「Abgrund(破滅の淵)」「Empörung(怒り)」「Betroffenheit(衝撃)」。こうした言葉がヘッセン州だけでなくドイツの政界全体を飛びかった。
11月4日、ヘッセン州の社会民主党(SPD)を率いるアンドレア・イプシランティ党首は、赤・緑連立政権を樹立して州首相に就任する予定だった。ところがその前日、4人のSPD党員が彼女を首相に選ばないことを明らかにしたため、イプシランティ女史のもくろみはあっけなく崩れ去ったのである。
彼女は今年1月の州議会選挙で勝利したが、政権樹立のために左派政党リンケの票に依存することを明らかにしたことから、党内の保守派から強く批判された。この時にも、左派との共闘に反発したSPD党員がイプシランティ党首の首相就任に反対したため、彼女は首相になることができなかった。このためヘッセン州では半年以上も首相が決まらない空白状態が続き、選挙で負けたキリスト教民主同盟(CDU)のコッホ氏が暫定的に首相職を続けていた。
今回造反した4人の党員は、いずれもSPDがリンケと協力することに強い不満を抱いていた。リンケは社会主義時代に東ドイツで反体制派を弾圧したドイツ社会主義統一党(SED)の流れを汲んでいる。このため造反議員たちは、「リンケは民主主義に反する要素を持っており、そのような党と共闘することはSPDにとって百害あって一利なしだ」と主張したのだ。
イプシランティ女史は3月の最初の挫折から現在まで、いったい何をしてきたのだろうか。SPDの保守派と積極的に対話を重ね、必死で根回しを行ってきたのだろうか。連立政権樹立の直前になって造反議員の数が4人に増えたことは、彼女がリンケと協力することが必要である理由について、SPD党員たちに十分に説明できなかったことを示している。

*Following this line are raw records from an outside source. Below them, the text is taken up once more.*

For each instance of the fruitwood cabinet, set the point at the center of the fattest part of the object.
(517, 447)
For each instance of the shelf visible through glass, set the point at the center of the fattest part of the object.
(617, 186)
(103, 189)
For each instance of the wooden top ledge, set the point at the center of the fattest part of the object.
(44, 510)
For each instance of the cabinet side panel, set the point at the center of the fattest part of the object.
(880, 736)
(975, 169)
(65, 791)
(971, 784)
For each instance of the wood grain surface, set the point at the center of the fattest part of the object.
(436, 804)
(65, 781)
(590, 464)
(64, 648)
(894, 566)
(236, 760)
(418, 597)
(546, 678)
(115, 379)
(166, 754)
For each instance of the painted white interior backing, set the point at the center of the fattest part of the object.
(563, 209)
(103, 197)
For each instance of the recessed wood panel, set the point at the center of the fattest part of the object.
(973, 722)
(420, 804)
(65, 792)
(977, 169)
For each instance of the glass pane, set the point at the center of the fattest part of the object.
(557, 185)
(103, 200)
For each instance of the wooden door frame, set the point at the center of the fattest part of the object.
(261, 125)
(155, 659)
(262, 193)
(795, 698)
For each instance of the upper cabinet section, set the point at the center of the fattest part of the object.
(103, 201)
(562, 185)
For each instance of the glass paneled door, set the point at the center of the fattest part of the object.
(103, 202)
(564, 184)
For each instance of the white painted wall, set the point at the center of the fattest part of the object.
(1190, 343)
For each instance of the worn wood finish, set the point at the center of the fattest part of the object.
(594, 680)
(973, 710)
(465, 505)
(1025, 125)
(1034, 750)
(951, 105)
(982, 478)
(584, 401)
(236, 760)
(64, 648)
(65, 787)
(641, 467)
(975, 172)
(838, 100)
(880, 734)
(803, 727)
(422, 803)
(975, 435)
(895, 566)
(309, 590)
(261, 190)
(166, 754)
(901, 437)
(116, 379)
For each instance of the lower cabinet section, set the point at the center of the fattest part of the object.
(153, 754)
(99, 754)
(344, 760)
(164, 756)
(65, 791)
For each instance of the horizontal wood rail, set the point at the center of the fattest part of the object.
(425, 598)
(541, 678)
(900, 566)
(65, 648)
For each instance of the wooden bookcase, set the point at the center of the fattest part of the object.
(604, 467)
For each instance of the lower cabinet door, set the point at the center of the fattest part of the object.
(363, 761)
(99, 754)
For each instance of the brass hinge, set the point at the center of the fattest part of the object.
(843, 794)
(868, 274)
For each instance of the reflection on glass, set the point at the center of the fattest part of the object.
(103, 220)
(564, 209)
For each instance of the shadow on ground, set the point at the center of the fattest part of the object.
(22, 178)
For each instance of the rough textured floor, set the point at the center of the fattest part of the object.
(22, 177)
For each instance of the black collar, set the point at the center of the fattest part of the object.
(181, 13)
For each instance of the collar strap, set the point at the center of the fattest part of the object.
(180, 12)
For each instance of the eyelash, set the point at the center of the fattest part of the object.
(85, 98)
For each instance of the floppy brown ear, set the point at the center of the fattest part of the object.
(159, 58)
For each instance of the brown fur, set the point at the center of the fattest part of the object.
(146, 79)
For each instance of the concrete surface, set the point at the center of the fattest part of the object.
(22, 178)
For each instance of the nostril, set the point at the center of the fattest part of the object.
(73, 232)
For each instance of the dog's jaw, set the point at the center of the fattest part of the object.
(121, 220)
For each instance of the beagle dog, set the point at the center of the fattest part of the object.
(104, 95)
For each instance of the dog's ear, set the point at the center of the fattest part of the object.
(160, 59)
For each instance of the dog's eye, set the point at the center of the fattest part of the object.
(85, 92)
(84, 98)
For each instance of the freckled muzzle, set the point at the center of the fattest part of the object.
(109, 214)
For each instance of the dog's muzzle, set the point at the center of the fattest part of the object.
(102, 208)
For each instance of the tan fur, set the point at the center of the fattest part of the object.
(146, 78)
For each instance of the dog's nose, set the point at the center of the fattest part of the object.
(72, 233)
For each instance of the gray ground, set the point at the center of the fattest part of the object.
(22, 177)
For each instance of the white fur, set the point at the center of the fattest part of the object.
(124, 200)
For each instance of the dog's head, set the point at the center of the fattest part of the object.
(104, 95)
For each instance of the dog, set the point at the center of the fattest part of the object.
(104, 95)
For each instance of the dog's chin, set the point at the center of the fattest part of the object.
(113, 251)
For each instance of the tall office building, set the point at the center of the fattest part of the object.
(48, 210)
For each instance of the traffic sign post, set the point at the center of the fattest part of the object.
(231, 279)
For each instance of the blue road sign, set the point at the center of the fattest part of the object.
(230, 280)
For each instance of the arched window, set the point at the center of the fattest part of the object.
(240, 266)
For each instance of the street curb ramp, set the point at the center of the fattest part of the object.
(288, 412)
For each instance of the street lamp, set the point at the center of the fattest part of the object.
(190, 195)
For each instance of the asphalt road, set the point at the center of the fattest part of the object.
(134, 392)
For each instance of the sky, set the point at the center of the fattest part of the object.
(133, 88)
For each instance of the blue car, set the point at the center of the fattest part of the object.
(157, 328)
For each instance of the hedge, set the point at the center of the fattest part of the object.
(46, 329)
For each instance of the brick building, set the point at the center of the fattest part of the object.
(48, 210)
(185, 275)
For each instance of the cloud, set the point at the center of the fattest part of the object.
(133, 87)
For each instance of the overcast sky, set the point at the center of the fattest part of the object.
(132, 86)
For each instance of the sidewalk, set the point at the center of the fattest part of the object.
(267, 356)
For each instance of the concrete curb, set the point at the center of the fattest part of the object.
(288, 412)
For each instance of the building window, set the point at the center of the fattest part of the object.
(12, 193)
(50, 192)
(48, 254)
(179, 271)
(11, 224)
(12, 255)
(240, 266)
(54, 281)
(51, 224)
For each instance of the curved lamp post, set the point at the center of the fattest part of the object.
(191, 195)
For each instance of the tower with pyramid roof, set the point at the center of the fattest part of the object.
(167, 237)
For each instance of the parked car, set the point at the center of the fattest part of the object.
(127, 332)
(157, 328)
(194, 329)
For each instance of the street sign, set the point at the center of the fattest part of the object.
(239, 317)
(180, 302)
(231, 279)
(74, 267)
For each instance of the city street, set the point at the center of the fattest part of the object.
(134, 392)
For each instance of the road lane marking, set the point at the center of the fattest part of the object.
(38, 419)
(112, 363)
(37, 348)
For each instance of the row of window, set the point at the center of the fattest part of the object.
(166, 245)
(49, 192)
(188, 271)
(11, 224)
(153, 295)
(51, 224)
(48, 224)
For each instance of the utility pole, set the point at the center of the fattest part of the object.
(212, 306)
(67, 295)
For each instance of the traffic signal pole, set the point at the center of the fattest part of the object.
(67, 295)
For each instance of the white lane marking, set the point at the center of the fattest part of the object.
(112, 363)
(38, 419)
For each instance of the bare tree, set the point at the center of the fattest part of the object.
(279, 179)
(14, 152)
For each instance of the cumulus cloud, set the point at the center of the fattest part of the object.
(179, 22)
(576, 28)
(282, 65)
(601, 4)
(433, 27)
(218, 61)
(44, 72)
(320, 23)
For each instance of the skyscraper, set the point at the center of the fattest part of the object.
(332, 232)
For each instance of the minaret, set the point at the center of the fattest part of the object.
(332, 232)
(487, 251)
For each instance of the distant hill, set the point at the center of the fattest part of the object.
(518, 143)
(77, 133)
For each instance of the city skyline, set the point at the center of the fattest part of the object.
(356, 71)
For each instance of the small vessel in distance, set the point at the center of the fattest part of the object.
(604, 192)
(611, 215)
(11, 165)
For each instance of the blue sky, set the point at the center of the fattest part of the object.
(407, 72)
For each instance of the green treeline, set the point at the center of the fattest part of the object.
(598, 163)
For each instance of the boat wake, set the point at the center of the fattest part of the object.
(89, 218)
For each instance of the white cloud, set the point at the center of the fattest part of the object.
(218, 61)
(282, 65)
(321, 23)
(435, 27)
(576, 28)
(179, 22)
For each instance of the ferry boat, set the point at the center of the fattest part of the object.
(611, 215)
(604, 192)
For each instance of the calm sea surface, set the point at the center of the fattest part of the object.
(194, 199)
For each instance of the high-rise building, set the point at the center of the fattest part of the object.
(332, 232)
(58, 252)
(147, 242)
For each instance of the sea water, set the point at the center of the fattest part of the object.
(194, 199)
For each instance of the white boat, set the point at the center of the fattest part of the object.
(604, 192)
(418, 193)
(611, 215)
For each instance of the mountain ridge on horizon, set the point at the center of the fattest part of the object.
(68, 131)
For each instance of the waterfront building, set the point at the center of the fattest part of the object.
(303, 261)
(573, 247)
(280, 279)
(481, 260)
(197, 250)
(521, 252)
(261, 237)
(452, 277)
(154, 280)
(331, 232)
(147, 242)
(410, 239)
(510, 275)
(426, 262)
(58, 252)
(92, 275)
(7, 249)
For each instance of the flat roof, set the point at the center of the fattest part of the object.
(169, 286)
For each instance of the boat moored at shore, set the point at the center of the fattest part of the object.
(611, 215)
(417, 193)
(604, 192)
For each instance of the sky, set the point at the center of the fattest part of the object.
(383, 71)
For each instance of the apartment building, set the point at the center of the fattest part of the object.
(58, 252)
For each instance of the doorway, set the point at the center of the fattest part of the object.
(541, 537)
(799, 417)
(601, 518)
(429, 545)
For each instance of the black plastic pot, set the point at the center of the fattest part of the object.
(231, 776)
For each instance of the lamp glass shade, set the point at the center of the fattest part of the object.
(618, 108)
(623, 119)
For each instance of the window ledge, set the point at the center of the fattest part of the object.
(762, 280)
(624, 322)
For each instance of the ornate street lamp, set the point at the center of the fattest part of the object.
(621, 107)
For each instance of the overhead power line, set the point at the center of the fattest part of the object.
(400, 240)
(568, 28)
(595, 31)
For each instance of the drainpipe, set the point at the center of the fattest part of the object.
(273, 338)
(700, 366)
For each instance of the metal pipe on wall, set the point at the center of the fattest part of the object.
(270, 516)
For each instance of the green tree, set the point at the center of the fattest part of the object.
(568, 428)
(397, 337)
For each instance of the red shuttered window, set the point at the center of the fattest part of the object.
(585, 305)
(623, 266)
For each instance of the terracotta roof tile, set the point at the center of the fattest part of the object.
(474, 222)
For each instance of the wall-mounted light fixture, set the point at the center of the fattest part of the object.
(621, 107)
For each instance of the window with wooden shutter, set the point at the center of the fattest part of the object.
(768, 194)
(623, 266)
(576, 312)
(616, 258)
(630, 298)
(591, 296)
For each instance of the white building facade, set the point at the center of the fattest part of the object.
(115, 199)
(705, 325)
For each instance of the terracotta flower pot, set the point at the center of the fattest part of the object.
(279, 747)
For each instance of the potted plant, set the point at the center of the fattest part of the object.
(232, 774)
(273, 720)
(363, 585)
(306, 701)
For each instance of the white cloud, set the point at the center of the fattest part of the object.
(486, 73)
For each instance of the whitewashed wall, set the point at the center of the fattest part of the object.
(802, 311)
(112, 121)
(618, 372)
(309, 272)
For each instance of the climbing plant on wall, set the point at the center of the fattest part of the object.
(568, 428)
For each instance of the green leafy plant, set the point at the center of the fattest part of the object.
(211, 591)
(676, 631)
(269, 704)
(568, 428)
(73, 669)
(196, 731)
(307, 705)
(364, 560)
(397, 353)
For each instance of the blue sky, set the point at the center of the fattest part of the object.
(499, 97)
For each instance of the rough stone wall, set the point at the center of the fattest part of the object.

彼女の敗北の原因は、草の根の懸念を無視したことによるコミュニケーション不足だ。
今回の紛糾の影響はヘッセン州だけにとどまらない。全国レベルの世論調査によると、SPDへの支持率は10月の時点でわずか25.8%。党内の意見のとりまとめすらできないSPDに失望する有権者の数は今後も増えるだろう。イプシランティ女史の失態は、SPD支持者の数をさらに減らすと予想される。
イプシランティ女史がリンケの票を使ってヘッセン州で連立政権を組むことに青信号を出したクルト・ベック氏は、すでにSPD党首の座を追われている。その意味でイプシランティ女史の挫折は、ベック前党首がSPDにもたらした大きな混乱の余波だと言える。その意味で、ミュンテフェリング新党首がリンケとの共闘を一切禁止したことは、SPDへの支持率低下を防ぐ上で正しい選択だろう。
あと1年もしない内に連邦議会選挙がやってくる。現在のままでは、SPDは連立政権に参加することすらできないかもしれない。SPDは来年9月までに結党以来の危機を乗り越えて、支持率を回復することができるだろうか?